Trent says: “My income comes from several sources: ads run on The Simple Dollar, links to the books I review on Amazon, sales of my own books and ebooks, and freelance writing opportunities I’ve picked up along the way.”

Through analyzing the entire post, I found these particular points of interest particularly valuable. Although I don’t agree with all these statements for my own experiences with blogging, it’s interesting to see what he is experiencing:

  • Ad-blocking software prevents ad revenue: Trent says, “I usually get about 1.4 million page views a month, but many of those page views are from people running ad blocking software, so I can’t count them at all towards the revenue I earn.” This surprised me, and I wonder if this is specific to the partner personal finance niche Trent has?
  • Email newsletters don’t make revenue: “Generally, I don’t make money from the emails at all. The emails basically just contain the content of The Simple Dollar, packaged up and emailed out to about 35,000 daily readers.” Again, this surprises me. Trent really has no ads or affiliate links in his email newsletters?
  • Freelancing income counts as income: He counts freelancing as part of his blog income. I recently saw that Erin at 5dollardinners does as well. This is not something I do — do you?
  • The Simple Dollar uses very few ads: Trent says: “I try very hard not to load the site up with ads – I have only one above the fold, though I could easily sell three or four of them and make a mint (or at least a lot more than I do).”
  • He worked part-time for a long time on his blog before it became a full-time income.
  • His blog has not brought him riches: Trent has made comments before about believing he could make more than he does when he went full-time, and this post reiterates that message. Interesting to note, given his very healthy traffic numbers.

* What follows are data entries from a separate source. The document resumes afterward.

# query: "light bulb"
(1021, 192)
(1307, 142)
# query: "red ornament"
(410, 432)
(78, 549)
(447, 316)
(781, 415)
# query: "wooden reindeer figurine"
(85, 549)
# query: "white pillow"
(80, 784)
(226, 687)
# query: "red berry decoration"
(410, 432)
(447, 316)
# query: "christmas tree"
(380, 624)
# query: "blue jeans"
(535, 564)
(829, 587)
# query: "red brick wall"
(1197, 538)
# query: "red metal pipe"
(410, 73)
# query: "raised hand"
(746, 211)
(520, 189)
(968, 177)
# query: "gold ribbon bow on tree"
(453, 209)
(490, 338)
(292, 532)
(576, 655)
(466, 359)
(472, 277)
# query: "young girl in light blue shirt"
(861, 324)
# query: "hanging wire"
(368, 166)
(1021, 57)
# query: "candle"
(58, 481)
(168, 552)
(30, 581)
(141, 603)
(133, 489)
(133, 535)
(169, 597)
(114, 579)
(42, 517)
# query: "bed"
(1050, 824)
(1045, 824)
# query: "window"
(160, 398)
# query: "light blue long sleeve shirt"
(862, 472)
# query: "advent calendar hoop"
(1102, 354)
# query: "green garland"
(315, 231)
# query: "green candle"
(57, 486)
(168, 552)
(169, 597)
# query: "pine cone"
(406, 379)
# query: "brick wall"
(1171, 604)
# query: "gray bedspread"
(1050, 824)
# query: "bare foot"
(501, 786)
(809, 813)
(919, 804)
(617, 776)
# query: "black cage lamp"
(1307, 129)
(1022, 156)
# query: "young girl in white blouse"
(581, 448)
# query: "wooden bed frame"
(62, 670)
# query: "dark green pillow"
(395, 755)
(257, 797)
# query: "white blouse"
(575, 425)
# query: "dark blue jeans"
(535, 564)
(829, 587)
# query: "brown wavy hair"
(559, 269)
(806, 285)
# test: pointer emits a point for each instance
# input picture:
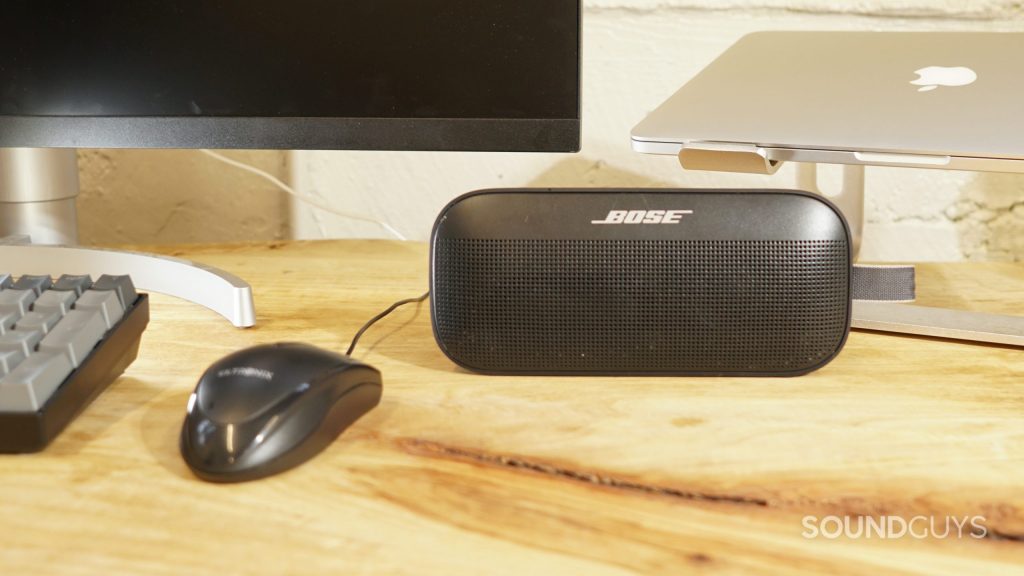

Read the full article, and take a look at some of the fascinating comments people left.

Comments

  1. Petula says:

    I am fascinated by this time of success. Is it focus that makes this possible? Complete understanding? Perfect implementation? Or nothing else to do but blog? I think I’m missing a key point to realizing this type of success.

    I count my freelance writing and editing as part of my overall business. I think of blogging as freelancing as well especially since I write for a couple of other blogs. I’d really like to increase my other writing and editing (with one or two large projects per month) because the money is better in those areas to have more time to blog without worrying so much about the monetizing and whatnot.